Pulse logo
Pulse Region

Répression contre les migrants en Turquie : le récit glaçant d'un Sénégalais

France 24 dévoile des vidéos amateurs qui montrent des migrants africains arrêtés par la police turque dans le cadre d'une campagne de répression de l'immigration clandestine. Sur ces images, envoyées par des migrants du Sénégal, du Cameroun, de Guinée et d'Angola, des officiers hurlent sur les migrants et, dans certains cas, les violentent physiquement. Les victimes racontent le calvaire.
Migrants turquie
Migrants turquie

Les autorités turques ont lancé la répression au début du mois de juillet. Dans une interview publiée le 9 juillet, le ministre de l'intérieur, Ali Yerlikaya, a déclaré que la lutte contre l'immigration clandestine était l'une de ses priorités et que la police d'Istanbul et des 81 provinces de Turquie intensifiait ses efforts pour arrêter et détenir les personnes se trouvant illégalement dans le pays.

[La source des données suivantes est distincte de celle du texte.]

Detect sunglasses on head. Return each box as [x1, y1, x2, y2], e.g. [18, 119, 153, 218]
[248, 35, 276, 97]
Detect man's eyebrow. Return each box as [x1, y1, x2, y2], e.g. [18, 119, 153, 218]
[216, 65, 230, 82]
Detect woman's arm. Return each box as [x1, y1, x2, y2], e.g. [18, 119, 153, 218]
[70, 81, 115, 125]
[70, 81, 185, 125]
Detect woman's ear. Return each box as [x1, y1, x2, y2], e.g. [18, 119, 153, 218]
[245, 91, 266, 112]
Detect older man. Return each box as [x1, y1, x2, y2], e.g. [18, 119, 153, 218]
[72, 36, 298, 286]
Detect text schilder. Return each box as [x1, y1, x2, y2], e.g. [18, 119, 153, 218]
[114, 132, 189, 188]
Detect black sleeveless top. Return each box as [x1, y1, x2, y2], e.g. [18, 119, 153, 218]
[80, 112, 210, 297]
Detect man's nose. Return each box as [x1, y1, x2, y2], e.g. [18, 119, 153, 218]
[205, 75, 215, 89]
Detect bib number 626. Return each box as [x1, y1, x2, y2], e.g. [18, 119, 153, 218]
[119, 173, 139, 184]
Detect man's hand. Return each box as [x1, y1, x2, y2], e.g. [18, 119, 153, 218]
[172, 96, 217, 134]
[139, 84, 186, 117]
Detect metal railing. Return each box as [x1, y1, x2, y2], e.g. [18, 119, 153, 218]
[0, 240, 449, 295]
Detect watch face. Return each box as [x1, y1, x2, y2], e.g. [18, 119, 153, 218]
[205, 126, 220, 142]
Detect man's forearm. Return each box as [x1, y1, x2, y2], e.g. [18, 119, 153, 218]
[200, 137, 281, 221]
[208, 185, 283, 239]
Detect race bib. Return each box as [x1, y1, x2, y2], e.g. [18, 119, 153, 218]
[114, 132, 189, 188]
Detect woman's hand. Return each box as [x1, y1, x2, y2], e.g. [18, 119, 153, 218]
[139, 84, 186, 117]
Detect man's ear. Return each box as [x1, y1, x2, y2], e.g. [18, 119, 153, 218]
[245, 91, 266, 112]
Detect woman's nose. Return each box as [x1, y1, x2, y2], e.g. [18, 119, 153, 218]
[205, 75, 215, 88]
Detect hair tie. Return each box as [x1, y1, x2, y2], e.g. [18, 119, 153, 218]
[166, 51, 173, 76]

À Istanbul, la police a ainsi entamé le 4 juillet une série d'opérations de ratissage de soir et de nuit, en se concentrant sur les lieux de sorties et les espaces publics. Elle affirme avoir arrêté 3 535 personnes au cours de la première semaine, soupçonnées d'être entrées illégalement en Turquie, d'avoir travaillé sans autorisation ou d'avoir dépassé la durée de validité de leur visa.

Des vidéos amateurs filmées à Istanbul le 17 juillet 2023 montrent des policiers turcs arrêtant et interrogeant des migrants africains lors d'une opération de répression de l'immigration clandestine. Les vidéos envoyées à la rédaction des Observateurs par des migrants africains vivant en Turquie suggèrent un comportement violent de la part de la police.

Une vidéo envoyée par des migrants du Sénégal et de Guinée montre la police plaquant au sol un homme africain au milieu d'une foule. Les policiers ne portaient pas d'uniforme, mais des menottes. La victime a demandé son téléphone à plusieurs reprises, ce qui a mis en colère le policier qui le maintenait au sol. Le policier lui a crié dessus et l'a ensuite giflé.

Dans cette vidéo, envoyée par des migrants africains aux Observateurs de France 24 via WhatsApp et également postée sur Twitter, on voit le propriétaire d'un salon de coiffure sénégalais se faire gifler par un policier turc après avoir été arrêté pour un contrôle d'immigration. L'homme sénégalais a déclaré aux observateurs de France 24 que son permis de séjour était en cours de renouvellement.

L'incident a eu lieu à Istanbul le mercredi 19 juillet 2023. En utilisant les images disponibles sur Google Maps, notre rédaction a pu déterminer que l'incident s'est produit à l'entrée du centre commercial souterrain AVM. Plusieurs migrants subsahariens vivant à Istanbul ont confirmé l'endroit. Le quartier environnant, Aksaray, regorge de magasins de vêtements et d’alimentaire tenus par des Africains.

"Chaque fois que des policiers me voient, ils me demandent mes papiers"

France 24 a réussi à identifier et à contacter l'homme que l’on voit dans la vidéo : il s'agit de Mohamed Preira, un Sénégalais qui s'est installé en Turquie en 2019 et qui possède un salon de coiffure à Aksaray. Il déclare qu'il se rendait à son salon lorsqu'il a été arrêté par la police et avoir assuré aux agents ne pas avoir de permis de séjour sur lui parce qu'il était en cours de renouvellement.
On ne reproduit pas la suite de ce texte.